Alasannya, karena Pilgub dan Pilwali atau Pilbup bergandengan. Maka itu artinya, kalau calon tunggal asumsi kecurangannya kecil.

Padahal, misalnya, di Samarinda indeks kerawanan Pilkada-nya cukup tinggi. Daerah ini rawan money politics. Sebab memang DPT terbesar se-Kaltim.

”Jadi memang Samarinda ini merupakan pangsa pasar yang ideal untuk diperjuangkan,” katanya.

Memang, kalau dihitung-hitung, yang bisa menjadi Gubernur adalah mereka yang menguasai 3 daerah, yaitu Samarinda, Balikpapan, dan Kukar.

“Ini hampir 50 persen jumlah DPT-nya,” jelasnya.

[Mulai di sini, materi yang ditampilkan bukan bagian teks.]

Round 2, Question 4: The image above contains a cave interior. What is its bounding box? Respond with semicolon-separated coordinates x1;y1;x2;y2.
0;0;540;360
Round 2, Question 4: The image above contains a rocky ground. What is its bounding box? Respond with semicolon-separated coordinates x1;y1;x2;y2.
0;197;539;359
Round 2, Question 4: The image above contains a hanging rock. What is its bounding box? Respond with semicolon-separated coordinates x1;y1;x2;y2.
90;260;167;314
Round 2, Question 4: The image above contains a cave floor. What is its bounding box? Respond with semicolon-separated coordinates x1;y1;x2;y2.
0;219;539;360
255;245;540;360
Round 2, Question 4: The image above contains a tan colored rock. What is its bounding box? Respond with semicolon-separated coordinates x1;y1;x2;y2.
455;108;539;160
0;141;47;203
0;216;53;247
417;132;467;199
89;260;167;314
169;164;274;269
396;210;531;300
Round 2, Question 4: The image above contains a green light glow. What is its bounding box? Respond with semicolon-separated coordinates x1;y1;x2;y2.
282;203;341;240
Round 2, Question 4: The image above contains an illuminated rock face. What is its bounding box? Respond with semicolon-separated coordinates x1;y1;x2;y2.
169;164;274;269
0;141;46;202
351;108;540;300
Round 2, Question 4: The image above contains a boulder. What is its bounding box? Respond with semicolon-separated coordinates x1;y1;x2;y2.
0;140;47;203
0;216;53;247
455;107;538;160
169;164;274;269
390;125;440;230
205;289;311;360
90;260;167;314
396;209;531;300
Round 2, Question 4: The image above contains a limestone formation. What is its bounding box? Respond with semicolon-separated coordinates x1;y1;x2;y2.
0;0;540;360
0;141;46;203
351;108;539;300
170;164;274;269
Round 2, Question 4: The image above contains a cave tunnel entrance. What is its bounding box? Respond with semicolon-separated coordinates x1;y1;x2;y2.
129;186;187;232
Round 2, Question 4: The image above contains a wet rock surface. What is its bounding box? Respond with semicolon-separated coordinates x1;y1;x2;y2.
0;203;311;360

Bahkan Ipul menyayangkan, di Samarinda terjadi praktik money politics. Tapi tidak ada yang terjerat hukum.

Kalau dikomparasi dengan Pilkada 2020 misalnya, di Berau ada yang terpidana.

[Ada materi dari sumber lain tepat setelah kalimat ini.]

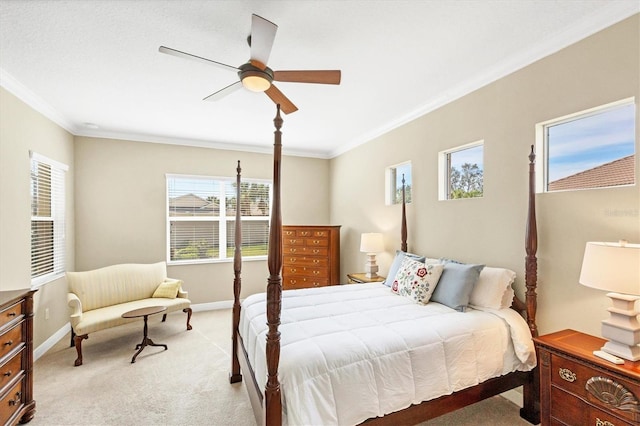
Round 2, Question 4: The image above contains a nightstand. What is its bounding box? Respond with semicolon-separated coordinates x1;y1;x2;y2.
533;330;640;426
347;272;385;284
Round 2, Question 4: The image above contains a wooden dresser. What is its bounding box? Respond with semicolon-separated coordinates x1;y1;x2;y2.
534;330;640;426
282;225;340;290
0;290;36;425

“Sampai inkrah (berkekuatan hukum tetap) karena praktik money politics,” jelasnya.

Partisipasi Pemilih

Berikutnya soal partisipasi pemilih. Dia menyoroti bahwa memang ada peningkatan pemilih, khususnya di Samarinda.

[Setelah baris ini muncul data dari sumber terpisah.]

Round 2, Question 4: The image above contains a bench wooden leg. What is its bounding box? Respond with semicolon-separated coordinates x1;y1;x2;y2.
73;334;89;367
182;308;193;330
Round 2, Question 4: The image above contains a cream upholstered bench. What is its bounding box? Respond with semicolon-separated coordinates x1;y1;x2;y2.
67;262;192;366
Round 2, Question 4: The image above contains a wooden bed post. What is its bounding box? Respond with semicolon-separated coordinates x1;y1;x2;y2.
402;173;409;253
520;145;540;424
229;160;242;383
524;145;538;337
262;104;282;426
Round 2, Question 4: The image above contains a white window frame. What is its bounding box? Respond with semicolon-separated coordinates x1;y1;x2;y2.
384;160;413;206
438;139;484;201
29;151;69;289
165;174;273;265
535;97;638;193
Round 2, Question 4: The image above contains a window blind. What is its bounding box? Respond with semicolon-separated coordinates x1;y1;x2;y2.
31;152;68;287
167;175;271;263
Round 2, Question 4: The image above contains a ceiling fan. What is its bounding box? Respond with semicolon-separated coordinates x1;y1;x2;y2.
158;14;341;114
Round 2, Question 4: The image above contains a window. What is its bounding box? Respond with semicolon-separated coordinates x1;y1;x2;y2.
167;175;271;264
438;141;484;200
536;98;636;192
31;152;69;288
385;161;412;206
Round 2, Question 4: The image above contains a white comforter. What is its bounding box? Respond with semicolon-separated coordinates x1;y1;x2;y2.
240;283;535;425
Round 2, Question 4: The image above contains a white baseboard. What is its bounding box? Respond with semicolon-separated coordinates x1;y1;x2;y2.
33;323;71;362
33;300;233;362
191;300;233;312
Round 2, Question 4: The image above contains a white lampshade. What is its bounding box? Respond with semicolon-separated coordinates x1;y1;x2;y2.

Alasannya karena Pilgub dan Pilwali bersamaan. Tapi harus lebih dahulu disurvei. Harus mencari variabel yang jelas. Apakah karena Pilgub-nya atau karena Pilwali-nya.

“Tapi asumsi saya secara akademis, lebih kepada Pilgubnya. Karena uji fenomenanya, dua kali Pilwali (Samarinda) sebelumnya yang lebih dari 1 paslonnya rata-rata rendah. Posisi 3 terendah di Kaltim. Padahal DPT-nya paling banyak,” urainya.

Perbanyak Bimtek KPPS

Masalah lain terjadinya Pemungutan Suara Ulang (PSU). Ini karena kesengajaan melanggar, atau juga karena human error atau ketidakpahaman. Terutama mereka yang ada di Adhoc.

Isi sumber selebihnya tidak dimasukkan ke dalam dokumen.